Following a request from the Board, it was agreed for paragraph 4.2 to be amended, to state that ‘the Chair of the Board will be appointed by the Leader of the Council.’
That, subject to the above amendment, the Health and Wellbeing Board noted and approved the revised Terms of Reference, as set out in Appendix A.
Board to receive the latest Health & Wellbeing Strategy Scorecard.
Ruth Tennant presented the latest Scorecard for quarter 4, which detailed performance against the Health and Wellbeing Strategy priorities. It was proposed to delegate responsibility for monitoring the quarterly performance of the Scorecard to Solihull Together, with a detailed review presented to the Health and Wellbeing Board on an annual basis.
Ruth Tennant explained that, in regards to overall performance, 14 indicators were either green, or exceeding the target, 6 were within a reasonable pre-agreed margin, whilst 5 indicators were behind target. It was noted officers were currently developing the targets for some of the indicators, establishing the necessary data that needed to be collated.
The Chairman explained she supported the proposal for Solihull Together to take on responsibility for oversight of the quarterly delivery of the scorecard. She suggested that, alongside the annual review, the Health and Wellbeing Board still received quarterly reporting on the red scorecard indicators.

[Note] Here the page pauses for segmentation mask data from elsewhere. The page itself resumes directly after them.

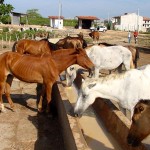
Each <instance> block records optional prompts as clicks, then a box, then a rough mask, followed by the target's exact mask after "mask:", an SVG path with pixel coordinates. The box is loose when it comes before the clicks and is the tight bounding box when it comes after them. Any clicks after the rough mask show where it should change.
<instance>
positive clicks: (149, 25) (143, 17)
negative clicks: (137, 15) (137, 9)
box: [143, 17, 150, 29]
mask: <svg viewBox="0 0 150 150" xmlns="http://www.w3.org/2000/svg"><path fill="white" fill-rule="evenodd" d="M143 27H145V28H146V29H149V28H150V18H147V17H143Z"/></svg>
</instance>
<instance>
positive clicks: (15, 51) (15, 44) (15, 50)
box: [12, 41, 18, 52]
mask: <svg viewBox="0 0 150 150" xmlns="http://www.w3.org/2000/svg"><path fill="white" fill-rule="evenodd" d="M17 43H18V42H17V41H16V42H15V43H14V44H13V47H12V52H16V45H17Z"/></svg>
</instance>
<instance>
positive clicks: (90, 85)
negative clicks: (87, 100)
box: [88, 83, 96, 89]
mask: <svg viewBox="0 0 150 150" xmlns="http://www.w3.org/2000/svg"><path fill="white" fill-rule="evenodd" d="M94 86H96V83H93V84H89V85H88V88H89V89H91V88H93V87H94Z"/></svg>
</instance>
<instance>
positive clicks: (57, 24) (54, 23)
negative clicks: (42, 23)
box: [50, 19, 63, 29]
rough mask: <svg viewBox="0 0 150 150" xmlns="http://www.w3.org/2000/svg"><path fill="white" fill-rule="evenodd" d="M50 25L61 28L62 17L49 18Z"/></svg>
mask: <svg viewBox="0 0 150 150" xmlns="http://www.w3.org/2000/svg"><path fill="white" fill-rule="evenodd" d="M50 27H53V28H58V29H63V19H50Z"/></svg>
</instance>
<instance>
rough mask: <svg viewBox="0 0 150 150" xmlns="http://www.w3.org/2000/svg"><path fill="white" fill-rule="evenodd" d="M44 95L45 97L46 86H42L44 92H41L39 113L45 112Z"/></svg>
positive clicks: (38, 105) (38, 104)
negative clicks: (43, 103)
mask: <svg viewBox="0 0 150 150" xmlns="http://www.w3.org/2000/svg"><path fill="white" fill-rule="evenodd" d="M44 95H45V86H44V85H42V91H41V94H40V100H39V103H38V111H39V112H42V111H43V110H42V104H43V99H44Z"/></svg>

Jenny Wood also requested for a refresh of the content within the Scorecard, noting how some of the indicators had been impacted by COVID-19. She also requested for the Scorecard to reflect clears links with delivery locally, at Place.
The Health and Wellbeing Board:
(i) Requested for Solihull Together to take on responsibility for monitoring the quarterly delivery of the Health and Wellbeing Strategy Scorecard.
(ii) Agreed to receive an annual report on the delivery of the Health and Wellbeing Strategy Scorecard, alongside quarterly reporting on the red performance indicators.
Health and Wellbeing Board work plan attached for information.
The Health and Wellbeing Board work plan was noted for information.
Lisa Stalley-Green updated the Board on plans to re-establish services at Solihull Hospital, in particular the restoration of more elective treatment and cancer services. She explained how they were looking to establish more theatre capacity for the site, as well as returning two of the health care wards for older people. It was also confirmed public communications would be produced, outlining the restoration of these services.